Which of the functions in Problem 13.2.4 are differentiable and which are not? Identify all points of non-differentiability.
If you look closely at Definition 13.2.3 you can see Leibniz’ differentials lurking in the background. (Newton’s fluxions are nowhere to be seen, however.) If we let \(\Delta{}y=f(x+h{})-f(x)\) and \(\Delta x = h\) then for values of \(h\) very close to zero we have.
\begin{equation*} f^\prime(x) \approx \frac{\Delta y}{\Delta x} = \frac{f(x+h{})-f(x)}{h}. \end{equation*}
The approximation gets better as \(\Delta x\rightarrow0\) (equivalently, as \(h\rightarrow0\)) so you can see that Definition 13.2.3 avoids the infinitely small by replacing differentials with \(\Delta x\) (equivalently \(h\)) which is a small, but finite, number which is only considered in the limit as \(\Delta x\rightarrow0\text{.}\) In particular, \(\Delta x\) is not an infinitesimal. But it is allowed to become as close to zero as needed while remaining finite in size. Needless to say, limits are much harder to work with than differentials. Their saving grace is if they can be made logically unassailable with a proper definition. Bishop Berkeley would approve.

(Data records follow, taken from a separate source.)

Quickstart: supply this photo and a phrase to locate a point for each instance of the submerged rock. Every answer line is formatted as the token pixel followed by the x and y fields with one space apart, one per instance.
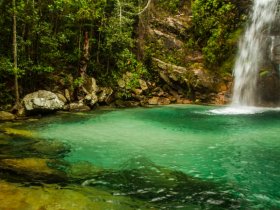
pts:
pixel 55 197
pixel 144 180
pixel 78 107
pixel 42 101
pixel 31 170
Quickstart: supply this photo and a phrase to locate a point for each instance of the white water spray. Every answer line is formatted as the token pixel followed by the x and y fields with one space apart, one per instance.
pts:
pixel 251 52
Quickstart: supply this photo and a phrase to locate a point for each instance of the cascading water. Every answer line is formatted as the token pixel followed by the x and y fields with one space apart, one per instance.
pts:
pixel 251 52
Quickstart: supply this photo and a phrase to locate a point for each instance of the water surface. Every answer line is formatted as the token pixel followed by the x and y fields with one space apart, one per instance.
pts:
pixel 160 154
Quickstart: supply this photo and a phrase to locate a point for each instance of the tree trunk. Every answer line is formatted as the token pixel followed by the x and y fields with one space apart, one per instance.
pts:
pixel 85 57
pixel 15 51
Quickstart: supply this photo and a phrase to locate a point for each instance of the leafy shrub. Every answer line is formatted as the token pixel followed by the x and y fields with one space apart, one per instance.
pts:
pixel 213 23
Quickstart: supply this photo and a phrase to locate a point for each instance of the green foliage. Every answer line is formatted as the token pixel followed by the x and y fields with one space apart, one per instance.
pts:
pixel 213 23
pixel 130 71
pixel 78 82
pixel 171 6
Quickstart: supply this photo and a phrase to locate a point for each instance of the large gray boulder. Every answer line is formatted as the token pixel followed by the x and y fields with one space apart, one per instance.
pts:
pixel 42 101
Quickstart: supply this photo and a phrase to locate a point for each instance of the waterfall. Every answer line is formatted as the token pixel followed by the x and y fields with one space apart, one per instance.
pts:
pixel 251 52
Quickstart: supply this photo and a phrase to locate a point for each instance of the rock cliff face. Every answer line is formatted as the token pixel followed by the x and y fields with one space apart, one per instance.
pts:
pixel 180 68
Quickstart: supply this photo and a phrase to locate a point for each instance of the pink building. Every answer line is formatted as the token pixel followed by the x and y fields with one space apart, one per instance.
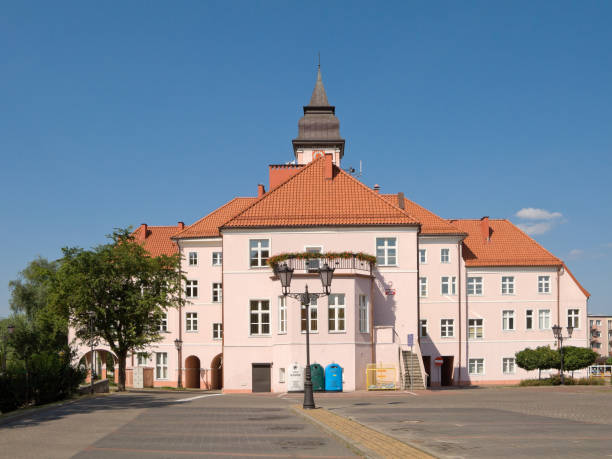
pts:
pixel 473 292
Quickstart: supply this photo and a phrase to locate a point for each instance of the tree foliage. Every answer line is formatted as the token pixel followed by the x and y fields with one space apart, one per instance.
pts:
pixel 126 291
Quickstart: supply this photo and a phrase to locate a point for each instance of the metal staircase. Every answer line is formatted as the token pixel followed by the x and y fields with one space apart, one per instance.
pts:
pixel 412 371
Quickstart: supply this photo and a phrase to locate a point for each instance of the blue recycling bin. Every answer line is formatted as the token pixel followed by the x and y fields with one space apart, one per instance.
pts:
pixel 333 378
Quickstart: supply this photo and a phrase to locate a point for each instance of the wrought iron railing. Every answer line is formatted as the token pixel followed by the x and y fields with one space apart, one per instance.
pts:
pixel 300 265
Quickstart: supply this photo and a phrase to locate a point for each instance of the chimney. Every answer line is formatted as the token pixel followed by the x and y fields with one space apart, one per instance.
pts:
pixel 142 234
pixel 328 169
pixel 485 228
pixel 400 200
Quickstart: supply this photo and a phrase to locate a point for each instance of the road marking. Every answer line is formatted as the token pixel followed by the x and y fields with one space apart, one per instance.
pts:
pixel 196 397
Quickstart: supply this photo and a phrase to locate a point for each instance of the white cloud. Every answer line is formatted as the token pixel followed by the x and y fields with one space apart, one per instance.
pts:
pixel 534 229
pixel 531 213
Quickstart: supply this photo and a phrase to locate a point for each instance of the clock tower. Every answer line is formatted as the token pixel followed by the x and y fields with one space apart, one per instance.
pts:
pixel 318 129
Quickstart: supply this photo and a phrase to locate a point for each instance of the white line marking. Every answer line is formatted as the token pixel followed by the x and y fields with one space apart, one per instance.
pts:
pixel 196 397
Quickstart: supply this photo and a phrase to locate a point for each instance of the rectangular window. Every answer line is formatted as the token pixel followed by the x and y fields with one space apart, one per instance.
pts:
pixel 508 365
pixel 447 328
pixel 423 328
pixel 161 365
pixel 529 319
pixel 260 317
pixel 507 285
pixel 544 319
pixel 507 320
pixel 573 318
pixel 543 284
pixel 259 252
pixel 336 311
pixel 312 311
pixel 282 315
pixel 364 326
pixel 313 264
pixel 475 328
pixel 386 251
pixel 474 285
pixel 191 289
pixel 423 286
pixel 217 290
pixel 476 366
pixel 217 331
pixel 191 321
pixel 163 323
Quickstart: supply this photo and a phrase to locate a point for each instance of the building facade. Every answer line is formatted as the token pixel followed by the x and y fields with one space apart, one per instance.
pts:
pixel 473 292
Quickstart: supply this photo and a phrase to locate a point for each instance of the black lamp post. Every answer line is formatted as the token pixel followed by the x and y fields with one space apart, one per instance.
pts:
pixel 558 333
pixel 285 273
pixel 179 347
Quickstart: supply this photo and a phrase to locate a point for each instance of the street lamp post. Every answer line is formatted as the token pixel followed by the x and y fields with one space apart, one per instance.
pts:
pixel 285 273
pixel 179 347
pixel 558 333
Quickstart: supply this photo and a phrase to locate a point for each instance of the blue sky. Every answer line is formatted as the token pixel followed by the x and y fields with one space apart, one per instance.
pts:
pixel 118 113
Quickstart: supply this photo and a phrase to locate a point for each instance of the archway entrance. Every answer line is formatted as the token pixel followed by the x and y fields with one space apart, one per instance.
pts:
pixel 192 372
pixel 216 373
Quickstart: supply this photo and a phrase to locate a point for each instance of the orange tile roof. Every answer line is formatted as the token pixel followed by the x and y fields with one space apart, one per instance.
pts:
pixel 157 240
pixel 430 223
pixel 208 226
pixel 508 246
pixel 310 199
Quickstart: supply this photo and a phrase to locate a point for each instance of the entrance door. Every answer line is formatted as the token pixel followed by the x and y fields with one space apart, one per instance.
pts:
pixel 446 371
pixel 427 368
pixel 261 377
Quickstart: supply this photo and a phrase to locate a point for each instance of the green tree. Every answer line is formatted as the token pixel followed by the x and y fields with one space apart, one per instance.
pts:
pixel 125 290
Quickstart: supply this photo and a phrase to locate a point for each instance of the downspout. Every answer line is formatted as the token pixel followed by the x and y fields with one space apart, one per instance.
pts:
pixel 459 308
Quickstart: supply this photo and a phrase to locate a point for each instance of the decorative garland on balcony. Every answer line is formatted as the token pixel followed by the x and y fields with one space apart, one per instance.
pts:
pixel 276 259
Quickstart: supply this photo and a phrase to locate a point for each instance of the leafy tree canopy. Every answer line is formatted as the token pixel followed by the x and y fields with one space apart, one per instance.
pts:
pixel 125 290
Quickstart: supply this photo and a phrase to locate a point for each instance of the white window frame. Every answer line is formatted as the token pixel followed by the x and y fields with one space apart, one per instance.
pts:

For the rest of this text we pursue two over–arching goals. The first is to rigorously recapture from Definition 13.2.3 all of the differentiation rules we are already familiar with. We will address that in the first section of the next chapter. Keep in mind that we are not developing the differentiation rules. We already know them, and by now you should be quite skillful at their use. Our goal now is to show rigorously that by using Definition 13.2.3 we can recapture all of the properties that we found so useful before.
To do this we will need several properties of limits which we will state — without proof — in the next section. Then we will prove that our differentiation rules and the First Derivative Test are valid using Definition 13.2.3. However all of this will be done under the assumption that the limit properties in the next section are actually true.
Our second goal is to prove, rigorously that the limit properties in the next section are actually true. We will do this in Section 17.4.